# The Python Programming Language

From Coursera: Intro to Data Science, Week 1   
Patricia Schuster, University of Michigan  
Feb. 2017

# More on Strings

In python 3, strings are unicode, and can include many characters beyond the alphabet including math symbols, foreign language characters, and emoji. 

You can write a string with placeholders, and provide the values to substitute in for those placeholders at the end of the string. This may be a better option than converting a number to a string using the `str()` function.

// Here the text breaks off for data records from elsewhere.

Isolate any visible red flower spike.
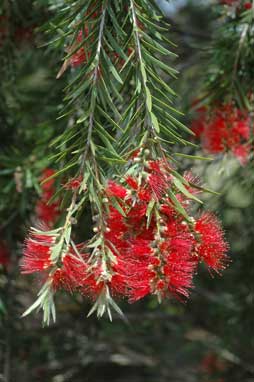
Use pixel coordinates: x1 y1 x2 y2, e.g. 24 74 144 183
0 241 10 266
195 213 229 273
63 175 83 190
105 180 128 199
192 103 251 164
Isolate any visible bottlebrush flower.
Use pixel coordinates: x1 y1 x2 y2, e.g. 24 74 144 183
0 241 10 266
63 175 83 190
194 212 229 273
21 230 55 274
192 103 251 165
50 244 88 292
106 180 128 199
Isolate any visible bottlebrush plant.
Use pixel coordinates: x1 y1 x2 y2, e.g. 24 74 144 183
21 0 228 324
191 1 254 165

For example, create a dictionary including a sales record.

In [2]:
sales_record = {'price':3.24,
                'num_items':4,
                 'person':'Chris'}

Now create a string containing placeholders that will be replaced with specified values. Use `{}` to specify the position of each placeholder, and use the `format` function to specify the values to replace in placeholder, provided as input arguments to `format` in the order in which they should appear.

In [4]:
sales_statement = '{} bought {} items at {} each for a total of {}'

In [5]:
sales_statement.format(sales_record['person'],
                       sales_record['num_items'],
                       sales_record['price'],
                       sales_record['num_items']*sales_record['price'])

'Chris bought 4 items at 3.24 each for a total of 12.96'

# `join()`ing strings

Python has a built-in function for strings, similar to split but working oppositely to join two strings and insert a specified delimiter between them. 

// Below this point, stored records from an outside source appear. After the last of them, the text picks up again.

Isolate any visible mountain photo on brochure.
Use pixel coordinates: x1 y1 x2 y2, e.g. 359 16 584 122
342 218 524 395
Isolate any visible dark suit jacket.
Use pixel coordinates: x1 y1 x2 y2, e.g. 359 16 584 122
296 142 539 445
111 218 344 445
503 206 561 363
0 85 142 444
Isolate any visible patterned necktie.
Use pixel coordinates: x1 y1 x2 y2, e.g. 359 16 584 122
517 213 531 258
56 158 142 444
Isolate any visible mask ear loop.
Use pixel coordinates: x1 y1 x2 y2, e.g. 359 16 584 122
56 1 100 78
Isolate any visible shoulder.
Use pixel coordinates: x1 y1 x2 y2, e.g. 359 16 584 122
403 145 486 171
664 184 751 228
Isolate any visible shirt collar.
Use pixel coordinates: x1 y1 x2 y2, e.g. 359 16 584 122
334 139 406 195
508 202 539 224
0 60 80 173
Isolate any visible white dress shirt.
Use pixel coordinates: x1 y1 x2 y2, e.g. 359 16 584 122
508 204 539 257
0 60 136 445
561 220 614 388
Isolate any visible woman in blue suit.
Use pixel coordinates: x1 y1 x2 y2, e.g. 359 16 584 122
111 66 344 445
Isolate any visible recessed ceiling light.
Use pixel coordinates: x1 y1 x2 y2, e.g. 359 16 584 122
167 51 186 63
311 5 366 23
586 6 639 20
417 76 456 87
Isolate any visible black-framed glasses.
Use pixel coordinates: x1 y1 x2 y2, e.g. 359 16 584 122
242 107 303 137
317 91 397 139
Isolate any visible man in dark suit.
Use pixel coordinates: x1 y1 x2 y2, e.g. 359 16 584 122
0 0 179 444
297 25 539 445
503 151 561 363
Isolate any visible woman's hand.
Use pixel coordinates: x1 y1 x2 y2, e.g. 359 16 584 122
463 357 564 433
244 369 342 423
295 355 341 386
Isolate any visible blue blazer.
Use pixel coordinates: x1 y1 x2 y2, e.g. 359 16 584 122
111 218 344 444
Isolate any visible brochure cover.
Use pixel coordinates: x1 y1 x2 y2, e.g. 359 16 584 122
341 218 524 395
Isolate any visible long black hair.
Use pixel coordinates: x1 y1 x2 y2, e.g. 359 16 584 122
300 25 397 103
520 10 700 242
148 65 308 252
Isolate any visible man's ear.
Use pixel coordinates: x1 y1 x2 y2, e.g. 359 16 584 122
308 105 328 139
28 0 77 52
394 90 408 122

`join()` takes a list of strings as its input parameter, so if you have strings defined separately, put brackets around them to create a list of those strings.

Try this out.

In [4]:
str1 = 'First'
str2 = 'Second'
str3 = 'Third'

''.join([str1,str2,str3])

'FirstSecondThird'

In a lot of cases, I need to specify a delimeter between the strings.

In [5]:
', '.join([str1,str2,str3])

'First, Second, Third'

Now show how `split()` does the opposite of `join()`.

In [7]:
str_joined = ', '.join([str1,str2,str3])
print(str_joined)

First, Second, Third


Note that in the following case, the `,` will remain with the strings because I am only going to specify ` ` as the delimeter.

In [9]:
str_joined.split(' ')

['First,', 'Second,', 'Third']

Now get rid of the `,` as well by including it in the delimeter.

In [10]:
str_joined.split(', ')

['First', 'Second', 'Third']

Tadaa!

# Formatting number of digits

I'm going to take this discussion a little further to discuss how to format the number of digits in the values assigned to each placeholder.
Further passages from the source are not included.